The Ontario Court of Appeal's Decision
The Ontario Court of Appeal allowed the appeal and ordered Kouri to pay Ecclesiastical the amounts received from its clients as premiums for the renewal of coverage. The Court relied on section 402 of the Insurance Act, which provides that an agent or broker who receives money as a premium for an insurance contract is deemed to hold such premium in trust for the insurer.[ii] In the Court's view, Kouri's unilateral act of sending out certificates of insurance created valid contracts. The issue was not whether Kouri could bind the insurer; on the face of the sub-broker agreement, Kouri had no such authority. However, an insured who received a certificate had no knowledge of the terms of the sub-broker agreement and no reason to question its validity. As a result, in the Court's view Kouri's "ostensible authority was sufficient to create binding contracts of insurance on behalf of Ecclesiastical."
The Court also found that Ecclesiastical's failure to advise Kouri in a timely way about a possible renewal was "arguably irresponsible" but not illegal or wrongful conduct. All parties were corporate entities entitled to pursue their own commercial interests.
Implications of the Court of Appeal's Decision
Canadian insurers generally assume they cannot be bound by unilateral acts of brokers absent a special agreement to the contrary. In some cases an insurer has been ordered to honour a claim made by an insured to whom a policy was not issued due to an agent or broker failing to forward the insurance application to the insurer. In such cases, however, the insured had paid the required premium and the insurer would have issued a policy had it received the application.
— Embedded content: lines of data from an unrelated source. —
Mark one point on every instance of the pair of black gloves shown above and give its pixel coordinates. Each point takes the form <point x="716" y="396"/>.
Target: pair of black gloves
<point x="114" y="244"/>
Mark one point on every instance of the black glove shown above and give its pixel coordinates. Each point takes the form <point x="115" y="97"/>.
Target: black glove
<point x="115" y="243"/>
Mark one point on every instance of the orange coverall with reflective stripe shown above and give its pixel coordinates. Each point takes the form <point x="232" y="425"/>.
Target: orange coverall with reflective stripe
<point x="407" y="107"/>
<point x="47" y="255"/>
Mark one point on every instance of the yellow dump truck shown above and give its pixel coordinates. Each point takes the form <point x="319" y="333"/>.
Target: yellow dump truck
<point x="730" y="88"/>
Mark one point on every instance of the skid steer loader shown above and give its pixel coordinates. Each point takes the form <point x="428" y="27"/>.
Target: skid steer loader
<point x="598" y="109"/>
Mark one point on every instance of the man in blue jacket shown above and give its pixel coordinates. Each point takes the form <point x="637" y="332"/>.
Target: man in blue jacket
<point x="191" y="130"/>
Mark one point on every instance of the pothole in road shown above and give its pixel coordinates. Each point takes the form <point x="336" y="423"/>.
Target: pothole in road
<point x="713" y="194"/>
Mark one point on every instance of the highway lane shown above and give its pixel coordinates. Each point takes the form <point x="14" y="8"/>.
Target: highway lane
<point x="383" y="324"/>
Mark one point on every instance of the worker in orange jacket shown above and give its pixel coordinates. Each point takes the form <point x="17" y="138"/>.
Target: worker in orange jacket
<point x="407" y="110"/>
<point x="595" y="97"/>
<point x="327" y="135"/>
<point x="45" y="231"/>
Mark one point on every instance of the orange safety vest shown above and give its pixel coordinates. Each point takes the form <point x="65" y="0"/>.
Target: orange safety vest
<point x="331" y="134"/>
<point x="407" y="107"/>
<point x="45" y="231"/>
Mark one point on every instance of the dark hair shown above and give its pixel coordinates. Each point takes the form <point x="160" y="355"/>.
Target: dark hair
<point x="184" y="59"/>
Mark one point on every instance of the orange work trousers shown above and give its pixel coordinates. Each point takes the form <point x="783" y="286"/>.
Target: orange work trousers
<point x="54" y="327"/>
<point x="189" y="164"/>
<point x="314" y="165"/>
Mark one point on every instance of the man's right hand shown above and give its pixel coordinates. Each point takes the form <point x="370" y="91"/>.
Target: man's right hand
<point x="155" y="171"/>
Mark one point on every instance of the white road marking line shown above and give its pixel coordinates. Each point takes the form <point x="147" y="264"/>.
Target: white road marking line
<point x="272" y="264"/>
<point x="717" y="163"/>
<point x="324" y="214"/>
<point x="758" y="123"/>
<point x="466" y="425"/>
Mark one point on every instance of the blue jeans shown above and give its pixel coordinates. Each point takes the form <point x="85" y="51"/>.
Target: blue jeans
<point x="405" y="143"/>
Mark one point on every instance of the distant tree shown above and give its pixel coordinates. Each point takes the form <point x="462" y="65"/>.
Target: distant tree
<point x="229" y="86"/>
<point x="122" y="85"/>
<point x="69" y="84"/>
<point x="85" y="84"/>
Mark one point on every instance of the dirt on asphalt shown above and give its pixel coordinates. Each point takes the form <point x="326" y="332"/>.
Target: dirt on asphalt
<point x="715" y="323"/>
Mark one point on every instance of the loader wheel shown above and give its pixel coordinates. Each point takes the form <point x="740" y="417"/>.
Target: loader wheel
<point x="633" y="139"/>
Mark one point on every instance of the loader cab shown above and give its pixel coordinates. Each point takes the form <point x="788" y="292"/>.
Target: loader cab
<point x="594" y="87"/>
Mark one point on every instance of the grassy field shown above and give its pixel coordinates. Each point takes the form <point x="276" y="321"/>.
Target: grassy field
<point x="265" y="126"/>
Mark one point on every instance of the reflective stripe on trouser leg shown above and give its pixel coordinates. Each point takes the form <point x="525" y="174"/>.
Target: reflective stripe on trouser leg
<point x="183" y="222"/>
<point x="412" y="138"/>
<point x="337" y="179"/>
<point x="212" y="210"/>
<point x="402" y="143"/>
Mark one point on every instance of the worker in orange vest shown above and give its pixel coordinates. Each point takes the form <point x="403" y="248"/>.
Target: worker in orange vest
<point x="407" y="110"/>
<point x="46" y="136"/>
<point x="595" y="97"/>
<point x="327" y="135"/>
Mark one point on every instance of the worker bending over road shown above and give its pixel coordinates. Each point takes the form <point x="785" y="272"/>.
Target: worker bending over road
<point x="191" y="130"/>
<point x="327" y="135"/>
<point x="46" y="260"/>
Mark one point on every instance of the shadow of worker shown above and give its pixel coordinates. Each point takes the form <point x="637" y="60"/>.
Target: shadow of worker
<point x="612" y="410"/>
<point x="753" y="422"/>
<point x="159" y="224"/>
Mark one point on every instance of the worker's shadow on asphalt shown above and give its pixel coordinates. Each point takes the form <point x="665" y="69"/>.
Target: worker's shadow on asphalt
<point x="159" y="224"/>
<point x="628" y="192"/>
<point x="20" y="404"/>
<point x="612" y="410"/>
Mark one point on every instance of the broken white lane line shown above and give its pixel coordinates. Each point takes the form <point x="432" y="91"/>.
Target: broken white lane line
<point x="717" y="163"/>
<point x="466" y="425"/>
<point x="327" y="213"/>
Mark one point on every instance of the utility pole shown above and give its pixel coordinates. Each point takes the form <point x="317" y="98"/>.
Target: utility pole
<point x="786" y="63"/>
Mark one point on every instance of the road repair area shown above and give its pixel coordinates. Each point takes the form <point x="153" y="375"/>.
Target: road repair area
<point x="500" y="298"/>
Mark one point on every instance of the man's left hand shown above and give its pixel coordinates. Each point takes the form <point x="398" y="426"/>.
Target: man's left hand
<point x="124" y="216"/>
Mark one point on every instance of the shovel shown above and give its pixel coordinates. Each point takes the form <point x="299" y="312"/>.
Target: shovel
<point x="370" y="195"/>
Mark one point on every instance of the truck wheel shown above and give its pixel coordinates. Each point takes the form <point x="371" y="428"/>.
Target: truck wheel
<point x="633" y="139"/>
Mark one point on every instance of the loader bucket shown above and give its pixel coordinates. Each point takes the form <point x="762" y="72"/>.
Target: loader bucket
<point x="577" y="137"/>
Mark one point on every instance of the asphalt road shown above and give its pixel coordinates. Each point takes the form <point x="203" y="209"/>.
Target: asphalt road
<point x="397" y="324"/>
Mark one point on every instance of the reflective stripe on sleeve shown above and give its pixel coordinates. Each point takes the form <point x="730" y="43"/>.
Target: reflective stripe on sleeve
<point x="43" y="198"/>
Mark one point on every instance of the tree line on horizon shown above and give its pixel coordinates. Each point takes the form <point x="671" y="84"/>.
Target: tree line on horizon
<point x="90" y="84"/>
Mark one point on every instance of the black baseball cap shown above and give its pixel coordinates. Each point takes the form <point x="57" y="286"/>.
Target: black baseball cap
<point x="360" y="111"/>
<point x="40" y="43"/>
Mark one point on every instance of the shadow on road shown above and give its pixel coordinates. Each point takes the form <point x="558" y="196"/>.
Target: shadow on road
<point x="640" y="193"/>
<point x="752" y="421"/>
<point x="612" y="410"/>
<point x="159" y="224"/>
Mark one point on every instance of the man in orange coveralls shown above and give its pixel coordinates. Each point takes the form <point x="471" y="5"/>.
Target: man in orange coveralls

The outcome in Kouri v. Gougeon was obviously influenced by Ecclesiastical's position that the renewals issued by Kouri were binding despite Kouri's lack of authority to act as it did. However, the Court's reasoning with respect to Kouri's ostensible authority could apply in situations where an insurer was contesting coverage. On the Court's analysis, the central issue was not Kouri's actual authority but the insureds' perception of it. As a result, if the issue were not the insurer's right to collect premiums but rather its obligation to cover a large claim, the Court might well conclude that an insured was entitled to coverage even though a renewal had been issued by a broker without the insurer's consent. In such a case the insurer might have a claim for indemnity against the broker, but its right of recovery could be limited by the broker's inability to pay a large judgment.
To protect themselves from such a situation, insurers should ensure that policies clearly set out the limit of a broker's authority to issue renewals. Insurers should also remind brokers of the limits of their authority under their agreements in situations where the coverage will expire shortly and no decision on a renewal has been made. Unfortunately, neither of these measures provides complete protection because insureds may not be able to distinguish between certificates actually issued by the insurer and those devised by a broker who has acted with authority in past dealings.